TS has been prescribed concerta xl, the slow release one. We're on day 4 but have hit the brick wall of TS unable to swallow the damn thing. What kind of doctor thinks that a seven year old can swallow f**king tablets?!?! :angry::angry: I'm 37 and I have to break up paraceutamol to swallow them!!! We've tried sticking them in yoghout, pasta and ice cream. As Ediebee tries one last time (we've now up to the second hour of trying, persistence is our middle name), I've come to the conclusion that I haven't got clue anymore. I thought I was fairly well up on TS's difficulties (ADHD/ASD (aspergers)) but it would appear that I'm (and Ediebee) are just floundering in a sea of sh*t, with not a rock of sanity in sight!!! :crying::crying:

 

We respect the psycharatrist, we think he is a decent man, but I think this is going to unravel the fabric of our family life, I'm crying, Ediebee is crying and JM (our little man who is neuro typical and four) is crying.
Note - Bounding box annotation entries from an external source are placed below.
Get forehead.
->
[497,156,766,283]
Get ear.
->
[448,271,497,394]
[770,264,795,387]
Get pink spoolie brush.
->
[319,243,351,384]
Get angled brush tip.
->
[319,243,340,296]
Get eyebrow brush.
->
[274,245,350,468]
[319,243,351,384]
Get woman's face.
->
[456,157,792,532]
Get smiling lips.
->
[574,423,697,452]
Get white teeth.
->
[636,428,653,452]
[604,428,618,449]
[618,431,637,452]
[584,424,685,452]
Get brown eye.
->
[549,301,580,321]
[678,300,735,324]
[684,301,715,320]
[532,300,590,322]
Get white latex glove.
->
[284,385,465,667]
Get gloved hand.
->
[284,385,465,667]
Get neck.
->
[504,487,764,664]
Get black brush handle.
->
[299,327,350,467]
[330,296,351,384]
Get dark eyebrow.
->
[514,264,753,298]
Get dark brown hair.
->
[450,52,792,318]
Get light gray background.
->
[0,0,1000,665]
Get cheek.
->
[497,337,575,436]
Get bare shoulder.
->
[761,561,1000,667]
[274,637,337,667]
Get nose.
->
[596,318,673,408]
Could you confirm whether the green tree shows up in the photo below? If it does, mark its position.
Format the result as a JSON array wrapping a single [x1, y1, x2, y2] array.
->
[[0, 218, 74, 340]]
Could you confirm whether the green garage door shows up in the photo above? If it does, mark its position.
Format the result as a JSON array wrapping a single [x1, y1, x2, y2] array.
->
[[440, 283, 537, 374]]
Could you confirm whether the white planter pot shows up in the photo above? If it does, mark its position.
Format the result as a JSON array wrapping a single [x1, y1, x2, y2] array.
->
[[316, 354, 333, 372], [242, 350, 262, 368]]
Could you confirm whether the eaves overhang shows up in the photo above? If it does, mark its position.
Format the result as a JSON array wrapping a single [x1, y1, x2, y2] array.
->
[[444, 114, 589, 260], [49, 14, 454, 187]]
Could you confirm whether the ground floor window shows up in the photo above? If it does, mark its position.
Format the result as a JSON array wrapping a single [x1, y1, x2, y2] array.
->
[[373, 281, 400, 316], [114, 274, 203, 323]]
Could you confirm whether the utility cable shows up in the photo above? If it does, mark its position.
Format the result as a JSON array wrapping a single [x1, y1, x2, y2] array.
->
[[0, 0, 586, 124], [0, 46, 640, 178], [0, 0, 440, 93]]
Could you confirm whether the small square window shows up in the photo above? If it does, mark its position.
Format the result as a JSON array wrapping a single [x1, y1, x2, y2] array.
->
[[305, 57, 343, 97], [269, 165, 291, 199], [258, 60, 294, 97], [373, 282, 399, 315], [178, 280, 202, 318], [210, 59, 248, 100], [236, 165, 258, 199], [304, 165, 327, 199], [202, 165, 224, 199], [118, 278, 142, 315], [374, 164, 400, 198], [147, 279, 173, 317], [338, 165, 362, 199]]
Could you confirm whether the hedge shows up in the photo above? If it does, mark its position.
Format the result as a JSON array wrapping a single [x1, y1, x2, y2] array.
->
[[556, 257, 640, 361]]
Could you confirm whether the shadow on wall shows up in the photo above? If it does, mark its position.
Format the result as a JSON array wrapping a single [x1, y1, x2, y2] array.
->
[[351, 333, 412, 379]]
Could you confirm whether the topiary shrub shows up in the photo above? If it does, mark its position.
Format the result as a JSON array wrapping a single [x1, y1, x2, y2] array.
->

What do you do? Do you continue in the hope that TS will be able to swallow the tablets or do you say ###### to it and give up?

 

The medication is 'to prevent disaffection at school and reduce the chance of exclusion', so we feel that we're getting pressure from all sides and feel that we've been backed into a corner with no chance of an exit. Family members have said that we should trust the pschartrist. #The one person I want to talk to it about, my brother, I can't because his wife is like a harpy and thinks that we are cr*p parents and that TS is spoilt and in need of a good crack.

 

So what do you do?

 

Please, I'm begging you, help us, we need it!!!!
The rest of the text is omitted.